Le sagre più strane d’Italia
Da nord a sud, ecco le feste popolari e gli eventi enogastronomici più curiosi e ghiotti
La varietà di tradizioni, sapori e gastronomia che troviamo nella nostra Italia è alla base della molteplicità di eventi enogastronomici che troviamo sparsi per tutto il territorio, da nord a sud. Ad ogni cultura corrisponde il proprio bagaglio di abitudini culinarie. Tutte, ma proprio tutte le regioni, in ogni singola città o paesino, hanno le proprie sagre, che esaltano il prodotto tipico del luogo con una formula che è sempre, più o meno la stessa: servizio alla spicciola, razioni abbondanti, prezzi bassi e clima conviviale. Le sagre paesane vantano i nomi più strani e fantasiosi; ecco una selezione dei più curiosi.
“Oliamoci bene” è l’evocativo nome per l’itinerario enogastronomico che offre, a Bisceglie, in provincia di Bari, un weekend di degustazione dell’olio novello. Non manca la citazione letteraria, con la sagra “Ma per le vie del Borgo…”, che si svolge a Cese di Avezzano (AQ) e utilizza i versi carducciani per una festa dedicata alle tradizionali prelibatezze di San Martino. Orgogliosamente patriottica “Calavrisella mia”, che è però non una semplice sagra, ma una manifestazione fatta di più eventi che, a partire dal 5 maggio, esplorano tradizioni, gastronomia, dialetti e arte della Calabria.
Si passa poi alle sagre dedicate esplicitamente ad un particolare alimento: si va dalla sagra dello struzzo, che si svolge a Prato Sesia (NO), alla sagra della lepre, dalla sagra del carciofo (Gromola di Carpaccio, SA) alla mostra “Dalla A alla Zucca”, che dà un assaggio di sapori e nozioni sulla cucurbitacea. Un cenno merita anche la sagra della curiosa Pera volpina, di Brisighella (RA).

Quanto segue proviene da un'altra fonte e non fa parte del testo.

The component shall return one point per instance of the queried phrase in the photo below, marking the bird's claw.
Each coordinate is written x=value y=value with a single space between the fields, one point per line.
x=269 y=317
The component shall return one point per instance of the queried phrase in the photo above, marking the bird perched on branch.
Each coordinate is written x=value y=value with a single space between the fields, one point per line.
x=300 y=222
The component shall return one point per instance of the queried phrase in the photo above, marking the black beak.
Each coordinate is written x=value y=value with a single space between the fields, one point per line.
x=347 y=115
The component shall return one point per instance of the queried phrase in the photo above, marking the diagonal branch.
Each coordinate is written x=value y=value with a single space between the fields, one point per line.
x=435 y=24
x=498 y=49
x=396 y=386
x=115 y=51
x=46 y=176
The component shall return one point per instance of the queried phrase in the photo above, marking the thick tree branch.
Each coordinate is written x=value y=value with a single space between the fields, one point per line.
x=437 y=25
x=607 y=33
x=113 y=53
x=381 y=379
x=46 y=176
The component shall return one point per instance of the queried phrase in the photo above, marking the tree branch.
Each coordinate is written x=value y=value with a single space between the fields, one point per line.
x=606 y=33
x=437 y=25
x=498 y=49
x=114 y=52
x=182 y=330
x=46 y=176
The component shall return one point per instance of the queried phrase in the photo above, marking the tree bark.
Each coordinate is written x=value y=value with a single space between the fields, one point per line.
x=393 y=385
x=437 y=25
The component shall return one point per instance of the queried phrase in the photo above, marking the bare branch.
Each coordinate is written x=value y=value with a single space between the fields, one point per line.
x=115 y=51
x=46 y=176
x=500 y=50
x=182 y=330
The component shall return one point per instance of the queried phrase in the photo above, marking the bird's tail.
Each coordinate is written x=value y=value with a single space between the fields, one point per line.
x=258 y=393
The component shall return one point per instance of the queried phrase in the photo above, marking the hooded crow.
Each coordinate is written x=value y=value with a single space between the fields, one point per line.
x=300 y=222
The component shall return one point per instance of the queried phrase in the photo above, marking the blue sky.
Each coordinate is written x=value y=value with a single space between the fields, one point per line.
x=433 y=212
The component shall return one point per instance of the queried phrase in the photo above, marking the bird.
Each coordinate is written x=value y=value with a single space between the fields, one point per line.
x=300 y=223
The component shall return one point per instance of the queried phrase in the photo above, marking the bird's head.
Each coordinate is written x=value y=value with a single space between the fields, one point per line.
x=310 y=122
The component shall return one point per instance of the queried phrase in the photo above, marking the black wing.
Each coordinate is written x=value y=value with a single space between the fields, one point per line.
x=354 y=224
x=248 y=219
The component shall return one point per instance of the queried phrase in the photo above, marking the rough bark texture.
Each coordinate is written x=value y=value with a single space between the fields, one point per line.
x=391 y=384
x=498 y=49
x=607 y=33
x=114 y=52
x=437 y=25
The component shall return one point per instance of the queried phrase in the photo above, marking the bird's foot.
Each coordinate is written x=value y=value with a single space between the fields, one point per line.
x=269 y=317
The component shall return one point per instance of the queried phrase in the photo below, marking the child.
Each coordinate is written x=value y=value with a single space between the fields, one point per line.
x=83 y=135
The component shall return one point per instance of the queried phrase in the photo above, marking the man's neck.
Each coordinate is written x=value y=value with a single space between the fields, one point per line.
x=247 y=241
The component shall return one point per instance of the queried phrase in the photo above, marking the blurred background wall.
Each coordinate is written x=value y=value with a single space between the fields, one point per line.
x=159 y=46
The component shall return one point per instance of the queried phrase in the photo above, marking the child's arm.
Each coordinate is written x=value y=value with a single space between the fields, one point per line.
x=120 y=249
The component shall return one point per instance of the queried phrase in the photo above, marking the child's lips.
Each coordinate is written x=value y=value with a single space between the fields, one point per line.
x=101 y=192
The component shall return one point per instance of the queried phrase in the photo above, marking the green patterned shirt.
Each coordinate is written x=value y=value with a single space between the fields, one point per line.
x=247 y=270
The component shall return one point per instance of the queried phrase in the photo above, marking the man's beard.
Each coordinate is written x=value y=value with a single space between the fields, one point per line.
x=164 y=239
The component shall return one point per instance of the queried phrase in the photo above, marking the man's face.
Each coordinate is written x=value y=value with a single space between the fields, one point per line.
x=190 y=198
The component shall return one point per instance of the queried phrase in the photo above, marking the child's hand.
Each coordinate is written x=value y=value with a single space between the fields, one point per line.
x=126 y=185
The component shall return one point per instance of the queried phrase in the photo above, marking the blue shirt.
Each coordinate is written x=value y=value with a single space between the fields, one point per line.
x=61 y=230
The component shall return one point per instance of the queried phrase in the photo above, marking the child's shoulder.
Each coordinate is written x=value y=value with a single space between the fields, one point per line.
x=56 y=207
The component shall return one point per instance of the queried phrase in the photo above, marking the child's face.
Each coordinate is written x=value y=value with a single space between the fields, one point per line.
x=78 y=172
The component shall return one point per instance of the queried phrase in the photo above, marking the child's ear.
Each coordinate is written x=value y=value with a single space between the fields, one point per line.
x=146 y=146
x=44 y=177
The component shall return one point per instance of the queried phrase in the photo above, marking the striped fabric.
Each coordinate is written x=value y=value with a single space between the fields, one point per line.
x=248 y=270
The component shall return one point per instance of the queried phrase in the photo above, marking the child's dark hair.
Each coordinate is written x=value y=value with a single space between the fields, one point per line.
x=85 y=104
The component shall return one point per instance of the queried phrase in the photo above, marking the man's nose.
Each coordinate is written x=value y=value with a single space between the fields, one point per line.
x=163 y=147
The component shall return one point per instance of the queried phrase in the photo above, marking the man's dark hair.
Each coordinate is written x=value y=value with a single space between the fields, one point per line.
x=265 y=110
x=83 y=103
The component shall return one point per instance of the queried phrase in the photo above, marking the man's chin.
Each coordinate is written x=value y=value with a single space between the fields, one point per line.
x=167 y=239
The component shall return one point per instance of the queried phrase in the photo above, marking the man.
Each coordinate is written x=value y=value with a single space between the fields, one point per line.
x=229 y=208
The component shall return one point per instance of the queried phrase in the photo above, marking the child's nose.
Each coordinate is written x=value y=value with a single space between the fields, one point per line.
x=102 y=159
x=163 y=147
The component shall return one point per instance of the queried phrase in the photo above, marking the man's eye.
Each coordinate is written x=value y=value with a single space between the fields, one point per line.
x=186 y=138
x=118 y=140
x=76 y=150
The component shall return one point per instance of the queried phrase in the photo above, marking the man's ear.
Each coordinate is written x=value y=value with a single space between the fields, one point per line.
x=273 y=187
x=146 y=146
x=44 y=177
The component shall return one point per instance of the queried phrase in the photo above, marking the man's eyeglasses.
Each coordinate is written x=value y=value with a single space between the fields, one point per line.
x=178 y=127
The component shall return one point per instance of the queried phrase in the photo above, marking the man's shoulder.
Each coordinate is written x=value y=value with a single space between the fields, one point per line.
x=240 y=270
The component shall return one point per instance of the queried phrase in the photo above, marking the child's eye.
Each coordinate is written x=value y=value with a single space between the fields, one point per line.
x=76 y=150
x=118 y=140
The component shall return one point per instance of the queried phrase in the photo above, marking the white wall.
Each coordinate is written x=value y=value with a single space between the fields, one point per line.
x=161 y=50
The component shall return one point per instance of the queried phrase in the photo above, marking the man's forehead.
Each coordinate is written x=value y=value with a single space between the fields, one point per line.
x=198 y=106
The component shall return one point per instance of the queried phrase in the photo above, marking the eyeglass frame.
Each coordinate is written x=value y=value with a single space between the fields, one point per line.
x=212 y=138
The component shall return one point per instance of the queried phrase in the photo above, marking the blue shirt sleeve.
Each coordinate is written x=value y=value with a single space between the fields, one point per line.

Immancabili le sagre dedicate al maiale, presenti un po’ in tutt’Italia con i nomi più fantasiosi, come “La Purselada” di Cavatone (CR), o “Sant’Andrea e l’porc su la brea” di Budoia (PN). E che dire dell’originale “Il Re è Crudo” di Saint Rhémy en Bosses (AO) dove gustare, dal 27 dicembre al 5 gennaio, una particolare e pregiata varietà di prosciutto stagionato fino a 30 mesi.
In tema di dolci, da segnalare il goloso evento “Scacco al re di Cioccolato” che ospita, a Strà (VE), un torneo di scacchi dove le pedine, realizzate dal maestro cioccolatiere veneziano Dino Pettenò, sono in puro cioccolato. Premio all’impatto del nome, infine, per “Panettone party” di Borbona (RI). La sagra, il cui nome ben rende il clima conviviale, offre una degustazione gratuita di panettone. Unico particolare su cui il nome può sviare: si svolge ad agosto. Decisamente una “primizia”!